A Data Subject Access Request Form to allow you to make requests related to your rights as a data subject is provided in the Publications page of our Site. To submit a request regarding your personal data by email, post or telephone, please use the contact information provided above in the "Who Are We?" section of this Privacy Statement.
By law, you can ask us what information we hold about you, and you can ask us to correct it if it is inaccurate or out of date. Where the information is out of date, we may need to maintain a record of the old information as well.
We will need to verify your identity before we provide you with information about the data we hold on you.
We will not charge you a fee to access your personal data or to exercise your rights under relevant legislation. We do, however, reserve the right to charge a reasonable fee if we believe your request is excessive, or alternatively we may refuse to fulfil your request in such circumstances.
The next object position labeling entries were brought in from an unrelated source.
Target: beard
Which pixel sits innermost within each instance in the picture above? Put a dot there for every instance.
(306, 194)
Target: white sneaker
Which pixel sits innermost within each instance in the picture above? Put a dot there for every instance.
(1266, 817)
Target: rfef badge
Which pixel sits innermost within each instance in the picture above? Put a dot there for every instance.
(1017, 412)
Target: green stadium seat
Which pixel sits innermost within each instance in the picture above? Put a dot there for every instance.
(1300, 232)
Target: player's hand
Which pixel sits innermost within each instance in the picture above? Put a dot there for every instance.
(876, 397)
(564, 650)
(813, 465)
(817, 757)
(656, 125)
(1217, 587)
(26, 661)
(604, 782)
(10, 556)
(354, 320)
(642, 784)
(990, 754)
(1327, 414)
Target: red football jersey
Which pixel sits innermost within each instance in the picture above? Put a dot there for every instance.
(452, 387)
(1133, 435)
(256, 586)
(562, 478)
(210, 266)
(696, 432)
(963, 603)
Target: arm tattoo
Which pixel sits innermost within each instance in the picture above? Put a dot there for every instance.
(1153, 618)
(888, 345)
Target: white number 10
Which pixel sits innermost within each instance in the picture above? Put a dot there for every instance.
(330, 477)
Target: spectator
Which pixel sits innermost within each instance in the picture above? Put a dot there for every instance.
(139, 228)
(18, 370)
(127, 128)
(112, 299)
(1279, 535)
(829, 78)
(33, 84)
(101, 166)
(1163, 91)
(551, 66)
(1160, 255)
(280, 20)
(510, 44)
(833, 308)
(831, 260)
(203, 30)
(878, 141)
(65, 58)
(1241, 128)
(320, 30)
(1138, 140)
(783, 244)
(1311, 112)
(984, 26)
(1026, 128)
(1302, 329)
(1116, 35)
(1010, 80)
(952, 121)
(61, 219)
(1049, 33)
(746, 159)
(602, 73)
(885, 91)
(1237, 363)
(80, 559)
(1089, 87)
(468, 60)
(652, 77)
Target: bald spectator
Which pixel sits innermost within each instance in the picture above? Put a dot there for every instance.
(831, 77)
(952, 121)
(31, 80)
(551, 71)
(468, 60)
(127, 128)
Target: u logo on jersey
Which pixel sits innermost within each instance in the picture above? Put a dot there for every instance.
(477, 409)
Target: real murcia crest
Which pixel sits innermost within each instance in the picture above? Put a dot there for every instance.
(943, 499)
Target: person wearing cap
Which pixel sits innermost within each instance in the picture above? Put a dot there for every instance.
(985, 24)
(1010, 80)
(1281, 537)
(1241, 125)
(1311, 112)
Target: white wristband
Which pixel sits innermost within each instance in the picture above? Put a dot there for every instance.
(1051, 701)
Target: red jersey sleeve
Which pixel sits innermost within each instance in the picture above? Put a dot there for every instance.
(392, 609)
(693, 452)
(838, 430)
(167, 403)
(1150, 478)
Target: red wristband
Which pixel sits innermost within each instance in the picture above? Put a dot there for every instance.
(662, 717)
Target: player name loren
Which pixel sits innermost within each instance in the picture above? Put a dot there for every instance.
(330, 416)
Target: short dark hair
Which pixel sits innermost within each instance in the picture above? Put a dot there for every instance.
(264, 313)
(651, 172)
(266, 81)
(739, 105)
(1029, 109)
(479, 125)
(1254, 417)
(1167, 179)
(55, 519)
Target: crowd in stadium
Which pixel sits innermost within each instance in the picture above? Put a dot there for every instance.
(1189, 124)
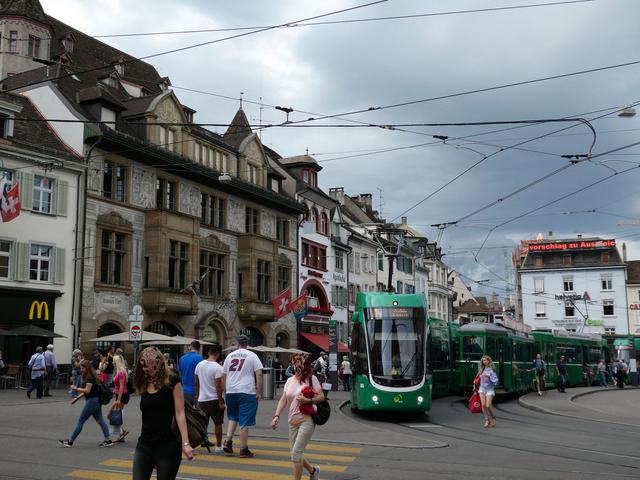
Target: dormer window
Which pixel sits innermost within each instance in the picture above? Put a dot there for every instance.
(69, 43)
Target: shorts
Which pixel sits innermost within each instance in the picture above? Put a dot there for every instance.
(242, 408)
(489, 392)
(212, 408)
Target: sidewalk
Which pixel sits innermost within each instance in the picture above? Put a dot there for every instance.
(611, 405)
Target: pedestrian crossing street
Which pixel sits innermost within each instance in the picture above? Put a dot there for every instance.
(272, 462)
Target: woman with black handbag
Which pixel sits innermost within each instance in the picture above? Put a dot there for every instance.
(301, 393)
(161, 399)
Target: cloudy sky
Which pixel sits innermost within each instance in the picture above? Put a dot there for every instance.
(345, 67)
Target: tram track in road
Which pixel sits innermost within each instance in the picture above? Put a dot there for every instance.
(537, 447)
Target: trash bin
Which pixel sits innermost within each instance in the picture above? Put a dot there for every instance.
(268, 383)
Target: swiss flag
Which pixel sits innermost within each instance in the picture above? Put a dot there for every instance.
(9, 201)
(282, 303)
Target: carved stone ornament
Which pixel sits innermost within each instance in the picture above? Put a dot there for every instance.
(214, 243)
(114, 219)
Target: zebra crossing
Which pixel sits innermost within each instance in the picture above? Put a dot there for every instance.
(270, 463)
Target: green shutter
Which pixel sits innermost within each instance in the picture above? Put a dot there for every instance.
(58, 274)
(22, 262)
(26, 190)
(61, 194)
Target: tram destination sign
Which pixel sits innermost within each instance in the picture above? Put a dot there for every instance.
(564, 246)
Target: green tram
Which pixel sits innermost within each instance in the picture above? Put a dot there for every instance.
(388, 348)
(512, 353)
(579, 349)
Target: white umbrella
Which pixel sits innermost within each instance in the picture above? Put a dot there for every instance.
(124, 337)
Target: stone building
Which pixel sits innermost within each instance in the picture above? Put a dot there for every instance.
(198, 228)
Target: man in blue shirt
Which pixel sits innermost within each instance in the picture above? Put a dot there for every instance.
(187, 369)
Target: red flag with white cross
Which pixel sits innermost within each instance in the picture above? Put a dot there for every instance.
(9, 201)
(282, 304)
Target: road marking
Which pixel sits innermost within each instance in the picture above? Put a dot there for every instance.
(262, 463)
(312, 446)
(98, 475)
(207, 471)
(309, 456)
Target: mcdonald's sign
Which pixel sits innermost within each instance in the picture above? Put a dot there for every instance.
(39, 307)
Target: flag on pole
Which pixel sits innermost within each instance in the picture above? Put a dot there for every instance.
(9, 201)
(300, 307)
(282, 304)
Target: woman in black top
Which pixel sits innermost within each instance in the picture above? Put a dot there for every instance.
(161, 399)
(92, 406)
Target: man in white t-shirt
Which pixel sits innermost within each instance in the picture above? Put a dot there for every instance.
(242, 372)
(209, 392)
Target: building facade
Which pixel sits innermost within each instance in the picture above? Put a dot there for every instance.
(576, 284)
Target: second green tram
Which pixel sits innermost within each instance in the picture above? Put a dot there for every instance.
(388, 349)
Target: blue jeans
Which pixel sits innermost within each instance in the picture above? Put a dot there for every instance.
(92, 408)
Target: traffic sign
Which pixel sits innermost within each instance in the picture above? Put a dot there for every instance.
(135, 331)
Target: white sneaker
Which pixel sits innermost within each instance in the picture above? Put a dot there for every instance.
(315, 475)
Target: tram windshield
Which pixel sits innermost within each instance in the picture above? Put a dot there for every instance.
(396, 345)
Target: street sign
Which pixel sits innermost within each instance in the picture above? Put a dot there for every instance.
(135, 331)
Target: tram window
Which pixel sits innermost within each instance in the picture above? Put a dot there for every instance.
(472, 347)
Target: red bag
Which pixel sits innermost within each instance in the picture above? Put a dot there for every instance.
(475, 406)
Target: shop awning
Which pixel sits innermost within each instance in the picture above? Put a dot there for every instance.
(322, 341)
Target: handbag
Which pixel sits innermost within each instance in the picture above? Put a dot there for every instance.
(475, 405)
(115, 417)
You may withdraw your consent for the use of your email address at any time by clicking the ‘unsubscribe’ link in emails sent to you, and your email address will be removed.
Your right to complain
If you have a complaint about our use of your information, we would prefer you to contact us directly in the first instance so that we can address your complaint. However, you can also contact the The Office of the Data Protection Authority in Guernsey, or the Office of the Information Commissioner in Jersey by email at firstname.lastname@example.org and email@example.com respectively, or you can write to them at:
Office of the Data Protection Authority
St Martin’s House
St. Peter Port
Guernsey, GY1 1BR
Office of the Information Commissioner
5 Castle Street
Jersey, JE2 3BT
Updates to this privacy statement
We will update date of this document each time it is changed.
This document was last updated on 21 May 2019.